Iraqi court opens trial against former regime officials


Tuesday, August 21, 2007  | The Associated Press

BAGHDAD: A witness on Tuesday recalled the random shooting deaths of a teenaged girl and three other people in a square packed with detainees as Saddam Hussein's forces rounded up Shiites after a 1991 uprising against his regime after the Gulf War.

The dramatic testimony capped the opening day of Iraq's third trial against former regime officials, with Saddam Hussein's cousin known as "Chemical Ali" and 14 others facing charges of crimes against humanity when they crushed the Shiite uprising and killed tens of thousands. Three of the defendants already have been sentenced to death in another case.

One of those  --  Ali Hassan al-Majid, Saddam's cousin and the former defense minister who gained the nickname "Chemical Ali" after chemical attacks on Kurdish towns during the so-called Anfal campaign  --  entered the courtroom wearing his traditional white Arab robe and a red and white checkered headdress.

The chief judge Mohammed Oreibi al-Khalifa told the men they were charged with crimes against humanity, which court officials said included murder, torture, persecution and random detentions. The crimes carried the maximum penalty of death by hanging, he said.

The charges stem from the aftermath of the 1991 Gulf War, in which the U.S. drove Saddam's forces from Kuwait.

Shiites in the south and Kurds in the north  --  repressed under Saddam's Sunni-dominated regime  --  sought to take advantage of the defeat, launching uprisings and seizing control of 14 of the country's 18 provinces.
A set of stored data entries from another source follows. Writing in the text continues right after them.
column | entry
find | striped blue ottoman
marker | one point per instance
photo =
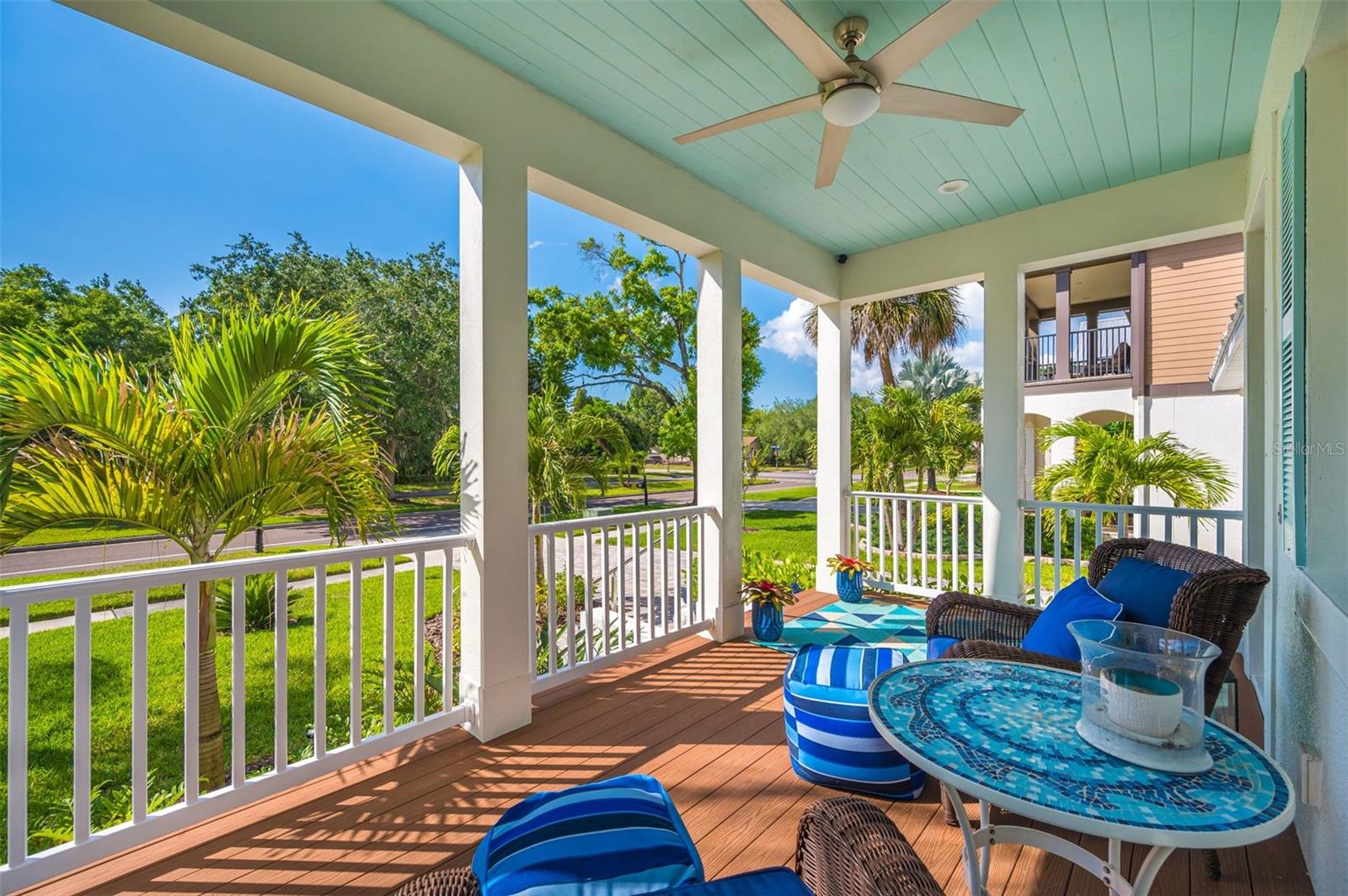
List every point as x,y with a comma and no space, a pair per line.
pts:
828,727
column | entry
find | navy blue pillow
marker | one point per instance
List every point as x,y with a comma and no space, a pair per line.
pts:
1078,601
1145,589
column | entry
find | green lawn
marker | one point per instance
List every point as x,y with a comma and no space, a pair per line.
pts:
51,686
115,600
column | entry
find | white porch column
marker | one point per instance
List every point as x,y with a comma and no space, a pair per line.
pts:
494,391
833,475
1003,442
719,437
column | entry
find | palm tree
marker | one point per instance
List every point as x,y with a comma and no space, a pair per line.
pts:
216,445
921,323
934,377
1109,465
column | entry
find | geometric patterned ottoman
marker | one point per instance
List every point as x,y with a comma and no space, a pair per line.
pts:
828,725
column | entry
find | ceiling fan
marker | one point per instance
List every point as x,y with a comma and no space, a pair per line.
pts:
853,89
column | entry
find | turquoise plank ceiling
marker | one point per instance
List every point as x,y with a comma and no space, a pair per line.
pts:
1112,92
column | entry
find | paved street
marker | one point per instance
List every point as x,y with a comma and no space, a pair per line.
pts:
101,554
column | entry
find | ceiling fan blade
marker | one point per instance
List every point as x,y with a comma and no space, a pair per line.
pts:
902,99
917,42
831,154
779,111
801,40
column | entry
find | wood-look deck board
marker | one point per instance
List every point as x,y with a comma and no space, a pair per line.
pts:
701,717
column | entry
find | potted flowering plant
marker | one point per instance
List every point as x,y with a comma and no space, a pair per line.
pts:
766,600
849,572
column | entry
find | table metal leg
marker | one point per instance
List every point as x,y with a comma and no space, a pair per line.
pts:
1150,868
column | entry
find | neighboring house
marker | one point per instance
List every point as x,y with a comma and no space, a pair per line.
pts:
1156,339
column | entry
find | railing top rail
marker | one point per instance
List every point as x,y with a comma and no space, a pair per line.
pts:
910,496
600,522
1134,509
193,573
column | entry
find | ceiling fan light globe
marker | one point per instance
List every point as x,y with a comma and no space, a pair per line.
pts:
851,104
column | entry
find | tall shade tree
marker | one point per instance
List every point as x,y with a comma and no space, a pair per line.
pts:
920,323
1109,465
212,446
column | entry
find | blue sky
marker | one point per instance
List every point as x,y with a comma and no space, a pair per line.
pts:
123,157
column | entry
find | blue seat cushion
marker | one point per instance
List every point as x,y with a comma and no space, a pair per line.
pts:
829,733
766,882
615,837
939,644
1145,589
1078,601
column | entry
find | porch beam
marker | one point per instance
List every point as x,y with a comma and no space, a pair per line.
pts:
719,437
498,669
1003,442
833,475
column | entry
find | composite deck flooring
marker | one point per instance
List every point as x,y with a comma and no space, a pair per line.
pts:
704,718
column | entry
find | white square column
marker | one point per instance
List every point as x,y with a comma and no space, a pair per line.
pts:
720,426
1003,438
833,475
496,605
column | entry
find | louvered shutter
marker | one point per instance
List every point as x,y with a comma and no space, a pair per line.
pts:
1292,340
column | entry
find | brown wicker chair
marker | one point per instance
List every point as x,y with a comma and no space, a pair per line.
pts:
846,846
1215,604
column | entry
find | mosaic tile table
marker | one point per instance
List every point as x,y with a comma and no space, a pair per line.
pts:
1006,733
869,623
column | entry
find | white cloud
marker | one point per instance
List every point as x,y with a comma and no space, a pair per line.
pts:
971,302
970,355
786,332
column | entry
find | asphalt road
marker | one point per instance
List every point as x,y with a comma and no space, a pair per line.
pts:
100,554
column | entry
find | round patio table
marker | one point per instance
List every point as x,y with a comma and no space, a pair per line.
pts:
1006,734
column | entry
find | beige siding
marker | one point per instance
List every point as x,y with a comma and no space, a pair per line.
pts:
1192,290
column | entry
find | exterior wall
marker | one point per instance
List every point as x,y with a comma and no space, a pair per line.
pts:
1192,290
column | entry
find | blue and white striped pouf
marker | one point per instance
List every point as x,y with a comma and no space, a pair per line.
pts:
828,725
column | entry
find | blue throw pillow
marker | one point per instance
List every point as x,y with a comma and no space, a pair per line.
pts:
1145,589
1078,601
615,837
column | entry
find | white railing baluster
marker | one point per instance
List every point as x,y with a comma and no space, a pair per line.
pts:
1076,546
17,765
238,685
550,574
320,660
420,637
139,707
570,599
192,696
590,579
388,644
357,595
83,745
281,630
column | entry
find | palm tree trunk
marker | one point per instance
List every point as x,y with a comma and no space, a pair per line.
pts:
211,733
886,370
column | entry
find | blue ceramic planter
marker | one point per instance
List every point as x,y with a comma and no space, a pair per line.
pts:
849,588
768,621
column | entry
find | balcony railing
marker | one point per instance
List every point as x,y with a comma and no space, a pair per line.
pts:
918,543
1103,350
1062,536
612,586
290,763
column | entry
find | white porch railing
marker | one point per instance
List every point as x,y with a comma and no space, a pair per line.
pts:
391,727
612,586
1062,534
920,543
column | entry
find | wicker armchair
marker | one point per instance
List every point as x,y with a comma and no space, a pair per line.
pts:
1215,604
846,846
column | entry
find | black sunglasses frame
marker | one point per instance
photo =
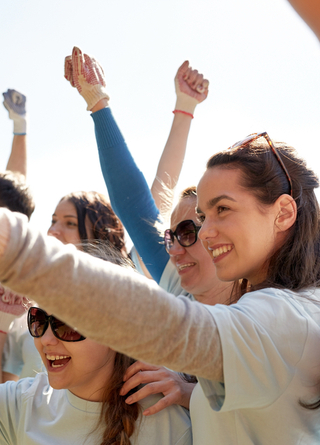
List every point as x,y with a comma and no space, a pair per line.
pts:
264,134
49,320
169,235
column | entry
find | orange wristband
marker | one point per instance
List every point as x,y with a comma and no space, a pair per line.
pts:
183,112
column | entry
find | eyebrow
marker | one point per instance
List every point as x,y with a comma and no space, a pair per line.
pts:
66,216
214,201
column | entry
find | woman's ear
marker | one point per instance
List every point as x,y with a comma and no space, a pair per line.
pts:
287,212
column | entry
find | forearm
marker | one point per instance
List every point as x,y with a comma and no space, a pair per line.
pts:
18,158
309,10
3,338
135,316
171,162
129,193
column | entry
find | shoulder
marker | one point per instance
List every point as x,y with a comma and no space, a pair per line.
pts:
170,281
171,426
25,389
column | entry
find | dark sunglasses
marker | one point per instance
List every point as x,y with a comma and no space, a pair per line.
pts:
253,137
186,233
38,323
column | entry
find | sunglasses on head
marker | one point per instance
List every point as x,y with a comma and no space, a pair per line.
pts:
186,234
38,323
253,137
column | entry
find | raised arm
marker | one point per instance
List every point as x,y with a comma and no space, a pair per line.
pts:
111,304
191,89
128,190
15,103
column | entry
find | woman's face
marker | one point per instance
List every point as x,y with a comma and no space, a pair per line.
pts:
83,367
239,233
64,225
194,265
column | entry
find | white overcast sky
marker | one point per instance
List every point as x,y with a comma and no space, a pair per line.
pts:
262,61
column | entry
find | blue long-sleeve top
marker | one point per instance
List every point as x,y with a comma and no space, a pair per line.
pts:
129,193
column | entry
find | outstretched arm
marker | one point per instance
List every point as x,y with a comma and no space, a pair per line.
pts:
110,304
191,89
15,103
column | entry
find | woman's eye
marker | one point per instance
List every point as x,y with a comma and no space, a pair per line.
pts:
71,224
200,219
221,209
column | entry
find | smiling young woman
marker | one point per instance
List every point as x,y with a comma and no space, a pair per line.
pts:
256,360
78,400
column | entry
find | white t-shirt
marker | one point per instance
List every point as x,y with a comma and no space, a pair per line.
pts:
271,358
33,413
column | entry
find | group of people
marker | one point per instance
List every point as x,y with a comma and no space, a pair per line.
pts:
214,341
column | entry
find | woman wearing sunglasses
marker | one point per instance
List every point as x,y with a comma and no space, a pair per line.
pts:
180,265
190,271
78,400
257,360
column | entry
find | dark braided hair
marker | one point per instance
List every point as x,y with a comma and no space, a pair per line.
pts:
117,418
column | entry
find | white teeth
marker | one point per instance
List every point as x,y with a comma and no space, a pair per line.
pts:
221,250
57,357
183,266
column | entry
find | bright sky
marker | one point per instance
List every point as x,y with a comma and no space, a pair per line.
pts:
262,61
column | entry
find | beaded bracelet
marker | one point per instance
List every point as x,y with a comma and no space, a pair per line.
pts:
183,112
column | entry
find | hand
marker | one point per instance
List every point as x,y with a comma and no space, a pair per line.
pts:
11,306
191,88
86,74
15,103
157,380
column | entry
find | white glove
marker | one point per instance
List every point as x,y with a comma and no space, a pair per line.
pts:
11,306
15,103
86,74
191,88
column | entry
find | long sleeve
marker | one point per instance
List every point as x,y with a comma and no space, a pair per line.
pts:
129,193
107,303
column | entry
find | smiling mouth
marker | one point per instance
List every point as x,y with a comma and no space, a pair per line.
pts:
221,250
184,266
58,361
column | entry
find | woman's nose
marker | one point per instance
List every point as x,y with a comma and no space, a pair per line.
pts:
176,248
54,230
48,338
208,230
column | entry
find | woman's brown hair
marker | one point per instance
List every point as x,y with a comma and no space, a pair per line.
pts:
295,265
106,226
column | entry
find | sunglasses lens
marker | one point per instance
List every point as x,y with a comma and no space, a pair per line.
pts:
186,233
36,322
168,239
64,332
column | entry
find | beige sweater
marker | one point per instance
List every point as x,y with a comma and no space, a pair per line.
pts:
107,303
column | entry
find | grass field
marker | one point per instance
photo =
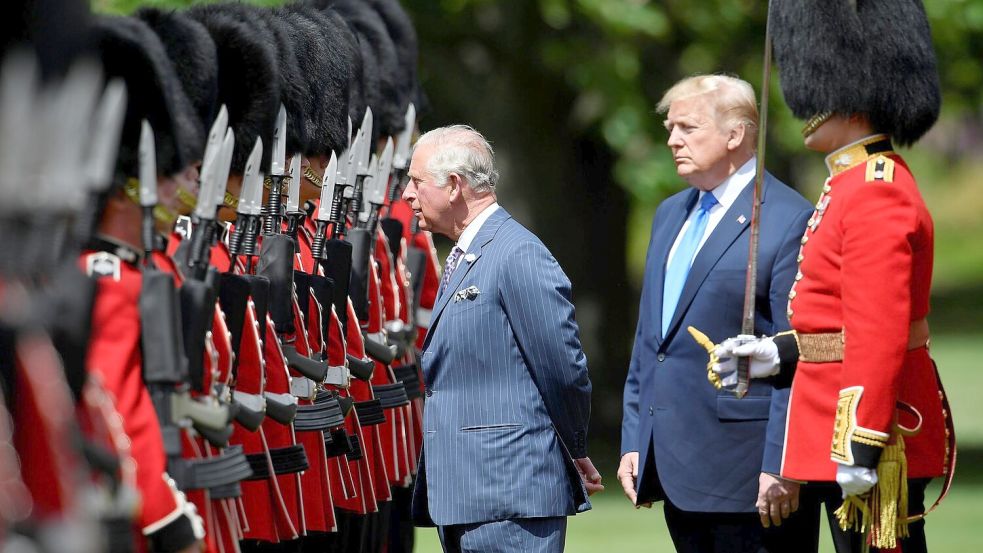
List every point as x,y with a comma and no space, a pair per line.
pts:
613,525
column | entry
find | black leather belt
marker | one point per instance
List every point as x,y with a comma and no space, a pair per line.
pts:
286,460
323,414
408,375
370,412
336,443
391,395
356,453
213,472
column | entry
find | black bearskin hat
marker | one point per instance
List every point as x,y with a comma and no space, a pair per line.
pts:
293,88
404,38
248,81
321,56
129,49
385,96
192,52
871,57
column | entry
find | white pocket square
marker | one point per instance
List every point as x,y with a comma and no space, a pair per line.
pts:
469,293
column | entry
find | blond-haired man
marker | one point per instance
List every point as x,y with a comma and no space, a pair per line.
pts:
710,456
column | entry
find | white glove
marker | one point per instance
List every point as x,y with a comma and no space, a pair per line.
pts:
855,480
762,351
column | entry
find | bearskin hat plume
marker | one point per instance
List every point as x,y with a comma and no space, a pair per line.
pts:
248,82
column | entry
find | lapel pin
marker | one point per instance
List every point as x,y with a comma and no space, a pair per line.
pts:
469,293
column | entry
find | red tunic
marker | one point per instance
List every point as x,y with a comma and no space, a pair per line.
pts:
115,356
865,269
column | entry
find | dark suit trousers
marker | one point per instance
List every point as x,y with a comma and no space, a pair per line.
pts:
730,533
811,500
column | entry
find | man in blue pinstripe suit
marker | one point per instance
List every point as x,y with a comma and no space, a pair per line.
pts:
504,457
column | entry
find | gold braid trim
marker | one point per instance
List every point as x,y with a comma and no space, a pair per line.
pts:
711,348
310,175
161,213
815,122
884,511
186,198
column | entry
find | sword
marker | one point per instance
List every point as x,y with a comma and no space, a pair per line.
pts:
325,208
750,283
376,190
148,185
292,210
401,157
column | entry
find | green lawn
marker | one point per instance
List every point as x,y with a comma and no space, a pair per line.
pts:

U.S. troops created a safe haven for the Kurds in three northern provinces, preventing Saddam from attacking. But the late dictator's troops marched into the predominantly Shiite south and crushed that uprising.

Iyad Abdel-Zahra Ashour, a 41-year-old teacher, testified that he was arrested by the military while visiting his brother in the hospital. The brother was wounded while trying to prevent people from looting a wheat mill on March 2, 1991, in the southern city of Basra.

Ashour was held with more than 300 other detainees on a square surrounded by military units, he said.

He said al-Majid and co-defendant Abdul-Ghani Abdul-Ghafour, a senior Baath Party official, went personally to the square and shot to death three people, including a 14-year-old girl who tried to talk to him.

The detainees were later transferred to prisons where they were beaten and tortured, he said.

"They tried to get me to confess, but I resisted because I was innocent," he said, adding he was later released but never learned the fate of his brother whom he had left in the hospital.

"The hospital officials told us that al-Majid at that time had ordered that all wounded people be executed because they were from the opposition," he said.

The defendants who spoke on Tuesday maintained their innocence and questioned the U.S.-backed court's credibility.

Sabir al-Douri, former director of military intelligence, told the judge he was in Baghdad during the 1991 uprising and did not visit the south during this period.

Sabawi Ibrahim, who was one of Saddam's half-brothers and head of the feared Mukhabarat intelligence agency at the time of the uprising, defended the regime's invasion of Kuwait as Iraq's "historic right."

"This court was established by the occupiers who ignored the international law and invaded Iraq without the permission of the United Nations," he said.

Ibrahim said the Shiite uprising had been orchestrated by Iran and militant Iraqi exiles sponsored by Tehran.

"Iran failed to achieve its goal in the 1980-1988 war, but it seized the chance in 1991 to kill Iraqis and loot Iraq," he said. "Iran used its elements and agents to destroy Iraq. I am surprised that words of praise are used to describe 1991 events."

A 65-year-old retired army officer, Reibit Jabar Risan, the first witness called to the stand, said his cousin and nephew were killed when the army had shelled his village of Hawyer near Basra, Iraq's second-largest city, 550 kilometers (340 miles) southeast of Baghdad, after villagers attacked and burned the police station at the start of the uprising.

It was the third trial of former regime officials after the Dujail case, in which Saddam and three others were hanged for the 1982 killings of 148 Shiites, and the trial of those accused of killing more than 100,000 Kurds in a 1980s military campaign known as Anfal.

Al-Majid and two other defendants  --  Sultan Hashim Ahmad al-Tai, the former defense minister who led the Iraqi delegation at the cease-fire talks that ended the 1991 Gulf War, and Hussein Rashid Mohammed, a former deputy director of operations for the Iraqi armed forces  --  were sentenced to death in the Anfal case but were standing trial in the Shiite uprising case pending their appeals.